Cosa resta oggi dell’American Records?

AmericanRecords googlemaps

La vista dall’esterno dell’ultima sede dell’American Records (Google Maps, 2016)

Scomparsa dal mercato discografico con l’arrivo del Duemila, l’American Records ha lasciato ben poche tracce dietro di sé. L’ultima sede legale è al 115/A di Via Vincenzo Monti, a Modena. Google Maps aiuta a sbirciare all’esterno con una foto scattata a giugno 2016: l’insegna è ancora lì.

Sul versante internet, il sito legato al dominio http://www.americanrecords.it, nato il 13 aprile del 2000, viene creato mentre l’attività di produzione discografica cessa o comunque rallenta in modo significativo. Il sito web, lanciato quando la sede è ancora al 20 di Via Repubblica di San Marino, sempre a Modena, non ha subito praticamente alcuna modifica nel corso degli anni ad eccezione dell’area shop varata nel 2001, un negozio online che tratta svariati generi, dal rock al metal passando per la musica leggera, il che lascia supporre che l’American Records, dopo l’exploit nella seconda metà dei Novanta, sia tornata ad essere quello che era in origine, un negozio di dischi.

sitoweb 2001

Screenshot del sito dell’American Records (2001)

Voci di corridoio asseriscono che Attarantato abbia impiantato, in Via Repubblica di San Marino, una nuova società, la Bob Due Edizioni, che si occuperebbe di arredamento domestico ma è difficile stabilire se la notizia sia fondata.
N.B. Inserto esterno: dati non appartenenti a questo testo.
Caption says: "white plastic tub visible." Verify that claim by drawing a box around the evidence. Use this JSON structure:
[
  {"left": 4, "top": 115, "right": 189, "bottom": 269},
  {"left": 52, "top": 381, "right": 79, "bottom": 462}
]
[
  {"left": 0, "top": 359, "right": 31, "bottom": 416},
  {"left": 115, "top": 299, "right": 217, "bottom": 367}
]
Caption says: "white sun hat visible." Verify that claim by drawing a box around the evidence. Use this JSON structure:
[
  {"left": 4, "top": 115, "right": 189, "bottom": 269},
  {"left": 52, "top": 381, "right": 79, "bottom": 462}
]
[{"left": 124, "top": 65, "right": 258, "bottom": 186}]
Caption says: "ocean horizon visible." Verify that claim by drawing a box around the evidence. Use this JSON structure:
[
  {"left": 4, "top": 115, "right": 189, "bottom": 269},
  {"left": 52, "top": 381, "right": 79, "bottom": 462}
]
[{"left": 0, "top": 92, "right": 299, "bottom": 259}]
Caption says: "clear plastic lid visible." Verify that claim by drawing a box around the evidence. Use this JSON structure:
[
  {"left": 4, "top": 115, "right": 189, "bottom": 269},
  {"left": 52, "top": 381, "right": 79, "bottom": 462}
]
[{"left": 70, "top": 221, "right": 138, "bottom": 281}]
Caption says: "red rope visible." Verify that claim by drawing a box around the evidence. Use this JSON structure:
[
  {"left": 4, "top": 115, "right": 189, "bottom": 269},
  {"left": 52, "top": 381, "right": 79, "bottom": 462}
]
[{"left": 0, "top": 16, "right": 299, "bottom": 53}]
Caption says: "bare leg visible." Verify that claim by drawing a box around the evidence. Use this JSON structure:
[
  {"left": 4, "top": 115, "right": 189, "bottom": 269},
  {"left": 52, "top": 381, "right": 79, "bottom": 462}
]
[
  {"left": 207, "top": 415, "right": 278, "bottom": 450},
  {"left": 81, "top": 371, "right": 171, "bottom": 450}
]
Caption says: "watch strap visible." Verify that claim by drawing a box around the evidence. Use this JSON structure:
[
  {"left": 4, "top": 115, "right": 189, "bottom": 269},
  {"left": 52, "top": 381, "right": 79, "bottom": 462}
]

Certo è invece che dopo aver concluso la collaborazione con l’American Records, Filippo Lo Nardo ne inizia una nuova con un’altra etichetta modenese che si fa strada tra la fine degli anni Novanta e i primi Duemila, la Stik, per cui produce “Pitfall” insieme a Ginger e qualche remix per Chicken Buns, Cosmic Commando e Wintermücke, quest’ultimo preso in licenza dalla Stik Trance curata per qualche tempo da Piero Zeta.